Like most people, we were hoping it was all over. But once again, we rose to make our case – and protected Texas hospitals and health care.
Months after the 88th regular session of the Texas Legislature ended – successfully for health care on many fronts, thanks to fierce THA advocacy – Gov. Greg Abbott called for the third extra session of the year. Hospitals and their operations hadn’t been a factor during the special sessions up until then. But when the governor announced the third special session in early October, two agenda items drew hospitals back into the fold: another effort to ban COVID-19 vaccine mandates by private employers, and border security legislation that would allow state and local law enforcement to arrest and detain people in Texas illegally.
Hospital advocates experienced some déjà vu when the familiar topic of COVID-19 vaccines reared its head. You might recall that during this year’s regular session, our ability to require vaccines in medical settings came under attack as a parcel of legislation sought to ban COVID-19 vaccine requirements in hospitals – including a passed bill that prohibited those vaccine mandates in governmental entities, such as government hospitals. It has long been THA’s position that hospitals should be given the ability to choose what is best for their facility when it comes to whether to require employee vaccination, and we successfully fought for the flexibility and exemptions hospitals needed in the bills that passed to ensure patient and staff safety. We also stopped other troublesome measures from advancing.

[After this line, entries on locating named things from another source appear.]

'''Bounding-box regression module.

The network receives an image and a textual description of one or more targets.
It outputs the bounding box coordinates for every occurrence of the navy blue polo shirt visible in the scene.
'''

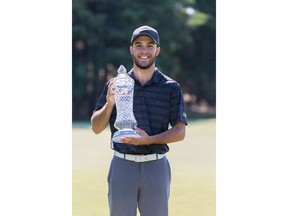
[95,68,187,154]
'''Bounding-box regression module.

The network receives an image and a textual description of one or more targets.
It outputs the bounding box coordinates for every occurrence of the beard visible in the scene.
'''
[133,56,156,70]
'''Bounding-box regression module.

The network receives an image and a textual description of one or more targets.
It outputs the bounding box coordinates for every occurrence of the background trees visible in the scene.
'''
[72,0,216,120]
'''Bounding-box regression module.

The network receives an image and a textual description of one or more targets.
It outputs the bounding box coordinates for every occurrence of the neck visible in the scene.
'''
[133,64,156,85]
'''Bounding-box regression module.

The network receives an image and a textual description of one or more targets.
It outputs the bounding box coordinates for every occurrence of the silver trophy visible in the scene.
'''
[112,65,140,143]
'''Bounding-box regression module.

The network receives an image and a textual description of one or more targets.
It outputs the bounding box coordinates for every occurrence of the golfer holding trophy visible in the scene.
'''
[91,26,187,216]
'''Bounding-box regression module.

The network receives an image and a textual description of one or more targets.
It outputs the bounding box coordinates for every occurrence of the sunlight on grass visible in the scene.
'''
[72,119,216,216]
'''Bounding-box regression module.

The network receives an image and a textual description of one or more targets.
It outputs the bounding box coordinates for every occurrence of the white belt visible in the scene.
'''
[114,151,165,162]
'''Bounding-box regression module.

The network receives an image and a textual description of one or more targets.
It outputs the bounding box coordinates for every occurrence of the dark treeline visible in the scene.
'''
[72,0,216,121]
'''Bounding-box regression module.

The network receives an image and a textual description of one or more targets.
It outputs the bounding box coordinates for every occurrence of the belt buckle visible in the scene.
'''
[135,155,148,162]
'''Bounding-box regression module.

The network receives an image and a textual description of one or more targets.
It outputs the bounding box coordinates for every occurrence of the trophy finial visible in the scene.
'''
[117,65,126,73]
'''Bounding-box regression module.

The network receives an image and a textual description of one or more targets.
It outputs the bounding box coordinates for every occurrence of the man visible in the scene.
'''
[91,26,187,216]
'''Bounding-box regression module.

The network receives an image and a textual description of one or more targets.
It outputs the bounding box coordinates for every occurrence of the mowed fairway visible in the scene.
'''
[72,119,216,216]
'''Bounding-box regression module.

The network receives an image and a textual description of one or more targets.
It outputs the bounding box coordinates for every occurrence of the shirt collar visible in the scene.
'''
[128,67,161,86]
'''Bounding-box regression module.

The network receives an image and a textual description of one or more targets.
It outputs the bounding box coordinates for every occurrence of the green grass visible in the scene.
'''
[72,119,216,216]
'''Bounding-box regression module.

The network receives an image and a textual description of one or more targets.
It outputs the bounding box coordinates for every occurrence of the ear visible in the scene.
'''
[156,47,161,56]
[130,46,133,55]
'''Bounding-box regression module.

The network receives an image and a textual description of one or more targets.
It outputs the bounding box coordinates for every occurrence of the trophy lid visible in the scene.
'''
[117,65,127,74]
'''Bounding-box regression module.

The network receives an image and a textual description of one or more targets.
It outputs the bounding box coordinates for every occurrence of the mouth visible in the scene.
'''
[138,56,149,60]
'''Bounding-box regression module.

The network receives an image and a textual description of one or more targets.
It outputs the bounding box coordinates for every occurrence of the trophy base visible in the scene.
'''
[112,128,141,143]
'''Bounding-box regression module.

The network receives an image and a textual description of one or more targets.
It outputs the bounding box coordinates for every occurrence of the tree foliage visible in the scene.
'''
[72,0,216,120]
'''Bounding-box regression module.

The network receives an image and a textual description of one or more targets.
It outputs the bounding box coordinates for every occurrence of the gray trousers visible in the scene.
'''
[108,156,171,216]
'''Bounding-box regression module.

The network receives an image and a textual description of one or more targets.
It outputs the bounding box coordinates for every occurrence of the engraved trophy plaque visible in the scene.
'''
[112,65,140,143]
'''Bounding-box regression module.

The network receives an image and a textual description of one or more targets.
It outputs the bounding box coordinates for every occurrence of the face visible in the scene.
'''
[130,35,160,69]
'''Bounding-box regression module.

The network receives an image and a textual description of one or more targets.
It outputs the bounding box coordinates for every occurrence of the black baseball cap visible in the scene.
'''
[131,25,160,47]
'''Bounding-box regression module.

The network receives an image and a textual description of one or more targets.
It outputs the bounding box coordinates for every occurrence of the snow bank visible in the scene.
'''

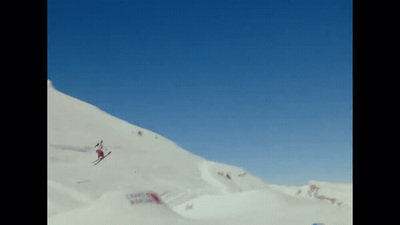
[47,81,352,225]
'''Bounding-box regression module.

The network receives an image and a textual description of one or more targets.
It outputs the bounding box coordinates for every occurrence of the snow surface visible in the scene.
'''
[47,81,352,225]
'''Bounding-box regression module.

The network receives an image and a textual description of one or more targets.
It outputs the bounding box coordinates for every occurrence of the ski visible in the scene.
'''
[92,151,111,166]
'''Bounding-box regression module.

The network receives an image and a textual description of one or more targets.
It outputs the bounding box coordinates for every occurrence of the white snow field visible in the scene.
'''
[47,81,352,225]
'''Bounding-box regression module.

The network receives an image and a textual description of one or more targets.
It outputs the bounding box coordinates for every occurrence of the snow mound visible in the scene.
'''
[47,81,352,225]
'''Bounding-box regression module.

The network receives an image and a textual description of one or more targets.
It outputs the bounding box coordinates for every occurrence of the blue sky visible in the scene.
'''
[48,0,352,184]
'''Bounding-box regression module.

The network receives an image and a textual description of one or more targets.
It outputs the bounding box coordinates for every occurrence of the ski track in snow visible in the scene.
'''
[47,81,352,225]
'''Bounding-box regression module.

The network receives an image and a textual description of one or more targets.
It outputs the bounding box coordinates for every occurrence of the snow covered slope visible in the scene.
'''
[47,81,352,225]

For the special session, lawmakers ultimately aspired to a COVID-19 vaccine mandate ban for all employers – and because of the political winds, we had to be more imaginative this time around. Lawmakers passed Senate Bill 7 banning vaccine mandates with no exemption for hospitals, despite our best efforts to obtain one. But after extensive negotiations with the bill’s author, Sen. Mayes Middleton (R-Galveston) and other key lawmakers, THA advocacy bore fruit: the final bill allows hospitals to institute “reasonable policies” for unvaccinated employees, including required wearing of personal protective equipment or reassignment elsewhere in the hospital. If there’s a dispute over whether a facility’s policy is reasonable, the Texas Workforce Commission must consult with the Texas Department of State Health Services to make that determination.
With that important consideration, our hospitals maintained crucial control over patient and worker safety. But with a fourth special session coming quickly on the heels of the third, we weren’t done with hot-button issues.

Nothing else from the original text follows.